ESTRELA AZUL & MAIS
ESTRELA AZUL
Eu não te mentirei que és a mulher mais bela
que já encontrei na vida; se me olhares, porém,
com o rosto de amor cheio, serás ela
e no alvo de meus sonhos te tornarei também...
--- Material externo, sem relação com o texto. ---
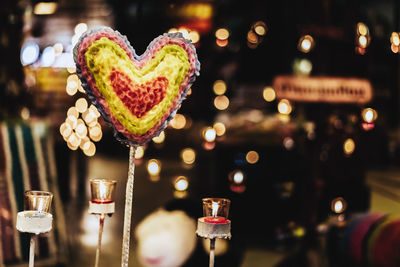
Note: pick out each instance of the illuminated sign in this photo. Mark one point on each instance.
(323, 89)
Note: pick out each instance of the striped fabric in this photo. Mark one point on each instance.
(27, 163)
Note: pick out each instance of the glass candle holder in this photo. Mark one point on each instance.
(38, 201)
(102, 190)
(216, 210)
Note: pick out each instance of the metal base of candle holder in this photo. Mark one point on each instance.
(101, 208)
(34, 222)
(213, 230)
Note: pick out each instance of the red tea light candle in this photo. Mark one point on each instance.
(215, 223)
(102, 200)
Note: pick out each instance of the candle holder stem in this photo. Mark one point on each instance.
(212, 252)
(96, 264)
(128, 208)
(32, 251)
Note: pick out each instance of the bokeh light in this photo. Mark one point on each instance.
(181, 183)
(221, 102)
(284, 107)
(269, 94)
(188, 155)
(349, 146)
(209, 134)
(154, 167)
(252, 157)
(306, 43)
(220, 128)
(219, 87)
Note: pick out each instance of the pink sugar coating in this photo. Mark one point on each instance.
(138, 98)
(161, 42)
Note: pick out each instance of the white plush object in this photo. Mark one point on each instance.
(165, 238)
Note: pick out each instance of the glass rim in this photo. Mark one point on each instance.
(97, 180)
(217, 199)
(38, 193)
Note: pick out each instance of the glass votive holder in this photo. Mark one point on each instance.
(216, 210)
(214, 223)
(38, 201)
(102, 199)
(102, 190)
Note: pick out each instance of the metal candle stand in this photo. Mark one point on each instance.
(102, 203)
(36, 218)
(214, 224)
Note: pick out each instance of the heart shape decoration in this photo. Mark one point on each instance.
(137, 95)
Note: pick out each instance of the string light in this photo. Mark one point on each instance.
(188, 155)
(269, 94)
(306, 43)
(363, 38)
(349, 146)
(284, 107)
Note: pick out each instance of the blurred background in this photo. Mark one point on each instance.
(283, 161)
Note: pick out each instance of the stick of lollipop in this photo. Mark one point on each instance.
(136, 95)
(215, 223)
(36, 218)
(101, 203)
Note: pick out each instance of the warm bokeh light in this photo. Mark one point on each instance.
(219, 87)
(222, 34)
(45, 8)
(362, 29)
(194, 36)
(188, 155)
(154, 167)
(209, 134)
(65, 130)
(369, 115)
(48, 57)
(395, 39)
(139, 153)
(181, 183)
(304, 67)
(178, 122)
(81, 129)
(252, 157)
(80, 28)
(58, 48)
(91, 149)
(95, 131)
(269, 94)
(338, 205)
(284, 107)
(252, 38)
(237, 177)
(349, 146)
(260, 28)
(220, 128)
(29, 53)
(81, 105)
(288, 143)
(72, 121)
(221, 102)
(363, 41)
(160, 138)
(222, 43)
(306, 43)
Eu não te mentirei que és fonte de um desejo
irresistível... mais que outro qualquer.
Mas se me abraças gentil, solta num beijo,
então mais do que tudo te quererei, mulher...
Eu não te mentirei que és meu amor primeiro:
Tampouco fui primeiro no coração dileto.
Só quero que compreendas meu sonho derradeiro:
Que ninguém mais eu ame, se me fores perdida;
que não haja mais outra, por longa seja a vida;
que sejas o meu último e derradeiro afeto.
AS JOVENS DE ROMA XXX
TARÂNTIA
O QUE EU QUERIA ERA AMOR APAIXONADO,
COMO HÁ MUITO NÃO TENHO, POR DESPEITO
DO VÃO CARINHO MEU, POR MAIS QUE DESVELADO
ME HAJA DEMONSTRADO, SOB QUALQUER CONCEITO.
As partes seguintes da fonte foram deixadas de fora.